An experienced personal injury lawyer will prepare your case, from the beginning, just as if it will ultimately go to court. This is not just in case you do go to trial — it is also because full preparation allows you and your lawyer to make the most compelling case possible in settlement talks. The facts will be gathered. The witnesses will be found. The evidence will be assimilated. The issues will be understood. The law will be applied to the facts. Demands for settlement will be presented. Through the settlement discussions, an experienced personal injury lawyer will learn all about the strengths and weaknesses of your claim. If the claim can be settled fairly, so much the better. If not, you will enter your trial ready for litigation.
The Complaint and Answer
Every lawsuit starts with a written complaint/petition filed in court by the lawyer for the plaintiff. The plaintiff’s complaint lays out all of the relevant facts, then lists each cause of action (reason for suing), stated as a separate count. At the end of the complaint, the injured party will sum up his or her request for relief in a “prayer.” This is a request for damages — financial compensation for your physical, emotional, financial and other injuries.
The people being sued are called defendants. After your law firm files the complaint and has a copy served to the defendants, they must file a written document of their own, called the answer. The answer either admits or denies all of the points raised in the complaint. Because the answer includes reasons for these admissions and denials, it is often your first look at arguments the defendant is likely to make at trial. Together, the complaint and the answer frame the issues the lawsuit will ultimately be about.
Litigation Is a Means — Not an End
In many cases, litigation is a tool for solving problems, not an end in itself. Take the case of the Robinsons, who were involved in a car accident. As they made a right turn, they were sideswiped by a driver on the intersecting street, who was traveling the other direction. In the accident report, a police officer wrote that the collision occurred in the center of the road. The Robinsons said the other driver had crossed the center line, so the collision was his fault. The other driver said Mrs. Robinson steered wide around the corner, so the collision was her fault. The insurance adjuster refused to make any settlement offer.

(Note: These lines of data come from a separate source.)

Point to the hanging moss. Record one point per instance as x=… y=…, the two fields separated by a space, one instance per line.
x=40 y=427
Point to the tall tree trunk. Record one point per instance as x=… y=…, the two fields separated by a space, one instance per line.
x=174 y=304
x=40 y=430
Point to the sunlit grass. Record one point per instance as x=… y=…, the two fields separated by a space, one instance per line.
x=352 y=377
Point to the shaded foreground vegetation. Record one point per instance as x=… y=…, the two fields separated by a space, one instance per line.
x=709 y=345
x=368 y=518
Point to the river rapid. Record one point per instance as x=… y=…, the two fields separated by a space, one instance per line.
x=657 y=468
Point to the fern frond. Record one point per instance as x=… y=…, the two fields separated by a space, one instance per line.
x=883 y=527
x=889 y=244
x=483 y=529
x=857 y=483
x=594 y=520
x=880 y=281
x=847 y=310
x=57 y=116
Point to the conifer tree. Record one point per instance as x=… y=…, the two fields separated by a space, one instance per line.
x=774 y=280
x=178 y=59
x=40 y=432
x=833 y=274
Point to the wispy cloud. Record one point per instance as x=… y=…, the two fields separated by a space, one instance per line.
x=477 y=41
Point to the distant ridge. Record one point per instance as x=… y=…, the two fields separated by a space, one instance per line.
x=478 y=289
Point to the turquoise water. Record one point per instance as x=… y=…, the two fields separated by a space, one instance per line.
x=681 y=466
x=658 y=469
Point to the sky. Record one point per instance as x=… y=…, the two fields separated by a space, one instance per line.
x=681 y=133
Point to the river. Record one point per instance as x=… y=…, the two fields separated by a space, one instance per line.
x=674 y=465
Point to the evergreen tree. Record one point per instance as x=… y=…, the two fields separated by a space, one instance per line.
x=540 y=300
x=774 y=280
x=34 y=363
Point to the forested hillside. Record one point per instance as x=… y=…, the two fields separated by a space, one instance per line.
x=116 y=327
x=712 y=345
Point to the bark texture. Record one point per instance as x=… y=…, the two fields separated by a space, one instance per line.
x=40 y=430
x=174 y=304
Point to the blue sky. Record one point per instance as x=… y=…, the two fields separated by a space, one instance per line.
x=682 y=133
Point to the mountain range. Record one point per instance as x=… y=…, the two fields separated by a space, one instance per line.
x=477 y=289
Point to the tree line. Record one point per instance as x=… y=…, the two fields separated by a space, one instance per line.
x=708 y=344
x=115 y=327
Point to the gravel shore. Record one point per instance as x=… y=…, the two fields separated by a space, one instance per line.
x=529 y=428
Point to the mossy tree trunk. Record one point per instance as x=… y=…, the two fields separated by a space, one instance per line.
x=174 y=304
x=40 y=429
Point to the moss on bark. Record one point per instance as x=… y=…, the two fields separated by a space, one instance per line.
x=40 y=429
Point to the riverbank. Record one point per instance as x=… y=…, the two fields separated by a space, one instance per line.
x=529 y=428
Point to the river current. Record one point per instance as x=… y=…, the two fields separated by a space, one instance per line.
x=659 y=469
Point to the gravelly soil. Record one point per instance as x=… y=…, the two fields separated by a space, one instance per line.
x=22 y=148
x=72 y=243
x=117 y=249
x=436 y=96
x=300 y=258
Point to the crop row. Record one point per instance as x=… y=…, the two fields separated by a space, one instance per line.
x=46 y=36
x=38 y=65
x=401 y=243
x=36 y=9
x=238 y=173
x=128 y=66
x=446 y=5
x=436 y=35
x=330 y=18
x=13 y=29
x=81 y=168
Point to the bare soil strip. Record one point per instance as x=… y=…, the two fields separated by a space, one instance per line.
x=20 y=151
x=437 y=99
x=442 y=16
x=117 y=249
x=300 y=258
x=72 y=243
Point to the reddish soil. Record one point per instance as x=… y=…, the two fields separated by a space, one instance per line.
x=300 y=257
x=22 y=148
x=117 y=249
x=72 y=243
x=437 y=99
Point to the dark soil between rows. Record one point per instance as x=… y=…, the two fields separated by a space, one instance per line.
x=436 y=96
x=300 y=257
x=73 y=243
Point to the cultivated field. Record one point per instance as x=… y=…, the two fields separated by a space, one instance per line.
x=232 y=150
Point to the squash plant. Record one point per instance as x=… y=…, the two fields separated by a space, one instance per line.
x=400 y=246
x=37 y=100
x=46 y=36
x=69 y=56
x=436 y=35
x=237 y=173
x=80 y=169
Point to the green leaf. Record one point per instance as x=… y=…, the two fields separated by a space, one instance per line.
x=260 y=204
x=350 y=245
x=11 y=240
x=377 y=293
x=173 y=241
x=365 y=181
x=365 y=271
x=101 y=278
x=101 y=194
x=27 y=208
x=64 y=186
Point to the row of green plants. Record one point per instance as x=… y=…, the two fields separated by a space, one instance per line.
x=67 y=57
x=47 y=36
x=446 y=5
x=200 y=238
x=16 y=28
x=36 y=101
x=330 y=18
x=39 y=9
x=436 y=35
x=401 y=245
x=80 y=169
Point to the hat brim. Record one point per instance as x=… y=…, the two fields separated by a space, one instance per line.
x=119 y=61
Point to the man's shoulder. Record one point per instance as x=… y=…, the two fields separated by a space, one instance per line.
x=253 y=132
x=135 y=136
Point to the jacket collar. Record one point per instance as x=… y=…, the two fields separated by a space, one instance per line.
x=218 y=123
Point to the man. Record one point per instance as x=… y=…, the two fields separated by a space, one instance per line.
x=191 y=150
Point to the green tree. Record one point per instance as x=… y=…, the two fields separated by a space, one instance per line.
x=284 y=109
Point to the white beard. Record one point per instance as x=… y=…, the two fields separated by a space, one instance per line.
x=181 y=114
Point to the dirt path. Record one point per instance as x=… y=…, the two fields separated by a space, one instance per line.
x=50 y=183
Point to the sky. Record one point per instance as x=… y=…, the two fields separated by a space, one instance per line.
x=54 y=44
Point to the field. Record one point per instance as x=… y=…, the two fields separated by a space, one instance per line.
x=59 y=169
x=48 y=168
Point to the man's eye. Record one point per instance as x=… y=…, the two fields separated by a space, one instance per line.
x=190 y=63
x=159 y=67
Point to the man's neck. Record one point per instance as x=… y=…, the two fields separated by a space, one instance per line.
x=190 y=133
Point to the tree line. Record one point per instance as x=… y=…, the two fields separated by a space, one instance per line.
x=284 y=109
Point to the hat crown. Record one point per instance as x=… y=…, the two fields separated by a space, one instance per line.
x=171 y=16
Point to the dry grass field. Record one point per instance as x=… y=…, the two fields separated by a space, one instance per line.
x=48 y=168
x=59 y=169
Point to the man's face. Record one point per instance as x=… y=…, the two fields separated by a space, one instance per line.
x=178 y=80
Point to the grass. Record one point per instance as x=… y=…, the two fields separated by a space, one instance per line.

The Robinsons did not want to litigate. They wanted a fair and fast settlement. But in this scenario, there was no choice but to start litigation so that the drivers could be deposed. (That is, give out-of-court spoken testimony — see the “Discovery” section in Chapter Five for more.) After litigation starts, lawyers for both sides schedule depositions of both parties and all witnesses. In this case, the couple was able to settle after depositions showed their story was backed by the evidence. Mr. and Mrs. Robinson would have received no compensation if their law firm had not filed a lawsuit. In their case, as in many other cases, litigation was a tool for solving problems, not an end in itself.